DEV Community

Cover image for Optimizing Conditional Bulk Insert in Node.js + PostgreSQL
Yogi Saputro
Yogi Saputro

Posted on

Optimizing Conditional Bulk Insert in Node.js + PostgreSQL

It is my journey of improving a bulk insert algorithm. It's a mouthful title, but definitely worthwhile read for this specific niche.

Intro

If you're either :

  • Working on ETL pipeline from various sources
  • Scraping websites
  • Aggregating data

chances are you will need conditional bulk insert.

I described term conditional bulk insert as an operation where many records need to be inserted to DB at once, while ensuring there's no conflict on unique identifiers.

In this article, I'm going to compare three approaches of conditional bulk insert for Node.JS and PostgreSQL:

  1. Naive approach
  2. Filtered approach
  3. ON CONFLICT approach

Basic Implementation

For the purpose of demonstration, let's say there is a system for benefits program registration in country X. Data collection process is carried offline by field agents. Then, each agent upload applicants data to system at any particular time. Suppose that the system must check duplicate national ID of X. Citizen of X can only be registered once by single national ID. For simplicity, we will only store first data with unique national ID. If a duplicate exists later, it will neither update or get inserted to database.

Now we will determine best algorithm to insert data in such requirements.

Software requirements:

  • node at least v12.0
  • npm at least v6.0
  • PostgreSQL at least v9.5

Project Setup:

  • make new project folder, for example mkdir bulk_insert_demo
  • go to directory: cd bulk_insert_demo
  • create new Node project: npm init -y
  • Install necessary packages: npm install pg-promise faker
  • Create new file index.js
  • Create new table benefit_recipients with query below:
-- table definition
CREATE TABLE IF NOT EXISTS benefit_recipients (
  id serial NOT NULL PRIMARY KEY,
  national_id VARCHAR UNIQUE NOT NULL,
  person_name VARCHAR DEFAULT NULL,
  city VARCHAR DEFAULT NULL,
  benefit_amount INT DEFAULT 0,
  created_at TIMESTAMP DEFAULT NOW() NOT NULL,
  updated_at TIMESTAMP DEFAULT NULL
);
Enter fullscreen mode Exit fullscreen mode

1. Naive Approach

Naive approach states that first we check for ID of a record.
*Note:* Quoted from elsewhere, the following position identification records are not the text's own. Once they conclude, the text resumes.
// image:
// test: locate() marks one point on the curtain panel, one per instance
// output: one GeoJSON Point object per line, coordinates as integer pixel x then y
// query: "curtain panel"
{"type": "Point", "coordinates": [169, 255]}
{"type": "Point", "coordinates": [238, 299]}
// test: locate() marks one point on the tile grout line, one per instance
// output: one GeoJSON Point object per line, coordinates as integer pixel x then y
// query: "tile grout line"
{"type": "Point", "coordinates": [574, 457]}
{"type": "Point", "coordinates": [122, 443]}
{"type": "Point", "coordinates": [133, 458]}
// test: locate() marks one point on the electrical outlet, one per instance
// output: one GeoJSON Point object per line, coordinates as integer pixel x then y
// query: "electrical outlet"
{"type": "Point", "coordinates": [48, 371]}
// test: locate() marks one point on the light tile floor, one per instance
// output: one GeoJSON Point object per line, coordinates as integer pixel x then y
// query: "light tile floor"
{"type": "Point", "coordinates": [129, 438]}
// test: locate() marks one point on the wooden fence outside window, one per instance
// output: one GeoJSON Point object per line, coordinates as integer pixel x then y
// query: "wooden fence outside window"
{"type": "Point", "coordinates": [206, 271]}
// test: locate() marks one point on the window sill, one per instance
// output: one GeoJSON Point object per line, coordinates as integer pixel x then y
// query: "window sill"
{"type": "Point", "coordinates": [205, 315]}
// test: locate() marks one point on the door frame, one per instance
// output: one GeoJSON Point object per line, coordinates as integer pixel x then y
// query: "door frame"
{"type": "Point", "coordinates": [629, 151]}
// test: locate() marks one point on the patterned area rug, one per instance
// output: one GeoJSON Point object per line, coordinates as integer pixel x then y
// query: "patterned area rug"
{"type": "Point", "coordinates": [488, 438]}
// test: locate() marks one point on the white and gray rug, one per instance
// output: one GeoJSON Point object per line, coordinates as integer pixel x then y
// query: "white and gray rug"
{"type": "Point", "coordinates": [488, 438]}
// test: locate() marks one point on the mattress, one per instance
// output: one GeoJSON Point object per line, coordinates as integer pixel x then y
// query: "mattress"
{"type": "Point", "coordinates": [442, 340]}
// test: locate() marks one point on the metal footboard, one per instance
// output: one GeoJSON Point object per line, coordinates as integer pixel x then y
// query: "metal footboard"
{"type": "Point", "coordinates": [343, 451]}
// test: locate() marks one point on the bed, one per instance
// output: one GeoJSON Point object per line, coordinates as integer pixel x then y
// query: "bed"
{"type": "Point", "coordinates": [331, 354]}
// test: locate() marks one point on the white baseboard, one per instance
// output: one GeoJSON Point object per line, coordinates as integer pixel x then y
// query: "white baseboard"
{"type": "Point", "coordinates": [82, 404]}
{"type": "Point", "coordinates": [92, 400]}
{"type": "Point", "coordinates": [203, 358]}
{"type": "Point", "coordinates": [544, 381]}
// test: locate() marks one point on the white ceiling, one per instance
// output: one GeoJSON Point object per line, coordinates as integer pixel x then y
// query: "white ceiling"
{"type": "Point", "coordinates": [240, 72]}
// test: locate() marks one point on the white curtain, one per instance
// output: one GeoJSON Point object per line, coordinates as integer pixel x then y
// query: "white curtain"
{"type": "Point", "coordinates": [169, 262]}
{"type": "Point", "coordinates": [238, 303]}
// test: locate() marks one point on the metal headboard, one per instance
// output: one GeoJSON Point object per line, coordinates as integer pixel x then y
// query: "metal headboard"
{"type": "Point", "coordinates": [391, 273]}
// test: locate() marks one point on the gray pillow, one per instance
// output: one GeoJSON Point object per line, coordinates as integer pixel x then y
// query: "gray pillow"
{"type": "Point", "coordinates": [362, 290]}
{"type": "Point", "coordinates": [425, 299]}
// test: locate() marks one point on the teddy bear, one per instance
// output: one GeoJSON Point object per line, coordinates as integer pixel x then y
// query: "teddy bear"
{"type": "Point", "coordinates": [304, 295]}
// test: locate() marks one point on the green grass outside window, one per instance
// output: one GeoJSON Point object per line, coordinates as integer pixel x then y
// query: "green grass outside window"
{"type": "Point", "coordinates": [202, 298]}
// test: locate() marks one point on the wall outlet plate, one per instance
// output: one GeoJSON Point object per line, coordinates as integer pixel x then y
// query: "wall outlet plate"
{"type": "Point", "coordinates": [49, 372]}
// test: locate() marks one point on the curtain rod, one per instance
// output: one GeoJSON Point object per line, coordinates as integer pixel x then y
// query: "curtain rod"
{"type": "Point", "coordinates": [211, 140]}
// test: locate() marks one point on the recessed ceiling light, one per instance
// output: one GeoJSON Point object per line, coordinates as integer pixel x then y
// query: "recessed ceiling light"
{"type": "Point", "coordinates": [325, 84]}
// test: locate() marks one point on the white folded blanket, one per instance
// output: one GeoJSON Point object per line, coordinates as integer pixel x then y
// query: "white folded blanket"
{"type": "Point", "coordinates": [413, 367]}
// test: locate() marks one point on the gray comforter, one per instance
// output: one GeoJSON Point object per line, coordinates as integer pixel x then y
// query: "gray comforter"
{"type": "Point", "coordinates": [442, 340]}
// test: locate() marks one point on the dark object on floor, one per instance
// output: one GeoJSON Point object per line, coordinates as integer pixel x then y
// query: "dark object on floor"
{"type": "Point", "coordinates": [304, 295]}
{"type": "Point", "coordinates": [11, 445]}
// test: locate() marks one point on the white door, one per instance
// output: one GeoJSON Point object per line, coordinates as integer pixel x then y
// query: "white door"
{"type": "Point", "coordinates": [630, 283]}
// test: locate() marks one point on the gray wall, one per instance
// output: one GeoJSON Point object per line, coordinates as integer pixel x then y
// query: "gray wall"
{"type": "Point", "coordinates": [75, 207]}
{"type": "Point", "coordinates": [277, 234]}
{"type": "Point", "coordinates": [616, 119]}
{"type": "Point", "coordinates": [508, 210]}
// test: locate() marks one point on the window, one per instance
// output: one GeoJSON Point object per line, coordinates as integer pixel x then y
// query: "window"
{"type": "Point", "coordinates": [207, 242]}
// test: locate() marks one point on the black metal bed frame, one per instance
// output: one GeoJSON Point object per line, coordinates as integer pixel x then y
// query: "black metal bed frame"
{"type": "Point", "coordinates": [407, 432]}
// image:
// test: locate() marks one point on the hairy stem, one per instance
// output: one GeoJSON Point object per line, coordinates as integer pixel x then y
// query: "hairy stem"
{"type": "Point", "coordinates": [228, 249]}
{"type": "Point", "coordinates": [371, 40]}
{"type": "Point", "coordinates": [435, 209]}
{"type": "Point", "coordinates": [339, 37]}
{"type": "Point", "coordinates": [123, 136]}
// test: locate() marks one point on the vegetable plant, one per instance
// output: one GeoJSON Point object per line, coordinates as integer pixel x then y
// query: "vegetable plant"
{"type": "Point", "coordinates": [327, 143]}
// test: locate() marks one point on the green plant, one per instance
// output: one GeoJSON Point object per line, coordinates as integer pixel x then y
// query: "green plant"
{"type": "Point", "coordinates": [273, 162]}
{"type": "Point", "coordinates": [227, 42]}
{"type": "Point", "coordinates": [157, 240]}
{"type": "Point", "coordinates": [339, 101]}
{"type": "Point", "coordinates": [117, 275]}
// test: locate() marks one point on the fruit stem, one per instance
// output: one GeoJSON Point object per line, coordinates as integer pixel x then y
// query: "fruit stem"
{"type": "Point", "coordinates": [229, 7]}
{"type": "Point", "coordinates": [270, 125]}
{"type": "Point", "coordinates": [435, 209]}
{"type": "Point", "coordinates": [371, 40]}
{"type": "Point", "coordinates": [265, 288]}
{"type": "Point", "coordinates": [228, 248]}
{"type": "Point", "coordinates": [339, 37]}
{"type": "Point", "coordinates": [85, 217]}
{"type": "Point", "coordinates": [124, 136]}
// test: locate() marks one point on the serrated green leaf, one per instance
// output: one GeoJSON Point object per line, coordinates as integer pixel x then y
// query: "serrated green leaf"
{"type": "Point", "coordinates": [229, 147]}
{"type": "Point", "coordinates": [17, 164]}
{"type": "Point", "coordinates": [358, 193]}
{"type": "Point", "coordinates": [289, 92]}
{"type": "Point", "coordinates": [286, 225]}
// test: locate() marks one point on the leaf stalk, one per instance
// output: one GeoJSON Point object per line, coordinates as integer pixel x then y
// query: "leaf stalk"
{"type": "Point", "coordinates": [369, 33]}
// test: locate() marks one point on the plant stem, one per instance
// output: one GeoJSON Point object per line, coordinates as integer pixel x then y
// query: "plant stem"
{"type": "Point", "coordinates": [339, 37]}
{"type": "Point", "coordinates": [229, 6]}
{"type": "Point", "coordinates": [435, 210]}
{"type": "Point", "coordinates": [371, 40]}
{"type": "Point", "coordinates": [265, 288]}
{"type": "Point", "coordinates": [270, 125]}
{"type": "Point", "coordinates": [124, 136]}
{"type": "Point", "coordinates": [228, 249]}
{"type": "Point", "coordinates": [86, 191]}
If an ID exists, we do nothing. Otherwise, we insert record with new, unique ID.

Translating to Node.JS with pg-promise package is simple. I use ES6 async-await style. Checking for national_id is possible using SELECT COUNT(*). INSERT process is also straightforward. I put them all in classic for because it works well for async function. Finally, I added some console for information.

/**
 * Naive approach: for every row, check if national_id exists in DB. If it doesn't, insert the row
 * @param {*} client pg-promise client
 * @param {*} bulkData data to insert as array of object
 */
const naiveBulkInsert = async (client, bulkData) => {
  try {
    let counter = 0;
    for (let i = 0; i < bulkData.length; i++) {
      const checkIdExists = await client.one('SELECT COUNT(*) FROM benefit_recipients WHERE national_id = $1', [bulkData[i].national_id]);
      if (checkIdExists.count == 0) { // needed loose 0, not strict 0
        await client.any(`
          INSERT INTO benefit_recipients (national_id, person_name, city, benefit_amount) 
          VALUES ($1, $2, $3, $4)`,[bulkData[i].national_id, bulkData[i].person_name, bulkData[i].city,
          bulkData[i].benefit_amount]);
        counter++;
        process.stdout.write(`Parsing ${counter} products...\r`);
      }
    }
    process.stdout.write(`\nSuccessfully insert ${counter} records.\n`);
  } catch (error) {
    console.log(error);    
  }
}
Enter fullscreen mode Exit fullscreen mode

Advantages

I have to admit, this is the kind of algorithm I wrote when I'm early in my career. It popped to mind directly, simple, and readable. These are the advantages of naive approach:

  1. Easy to implement
  2. Easy to add custom validation logic
  3. Can handle duplicates within data source as well as between source - database

Disadvantages

  1. Runs a lot of queries (between N and 2N where N is data count). We'll see the performance later.
  2. Not ACID compliant, unless wrapped by transaction.

2. Filtered Approach

Naive approach has drawback because it uses many queries. It is like using one truck to send only one box, then tell the truck to go back and forth to send all boxes. Send all boxes on one truck would be more sensible.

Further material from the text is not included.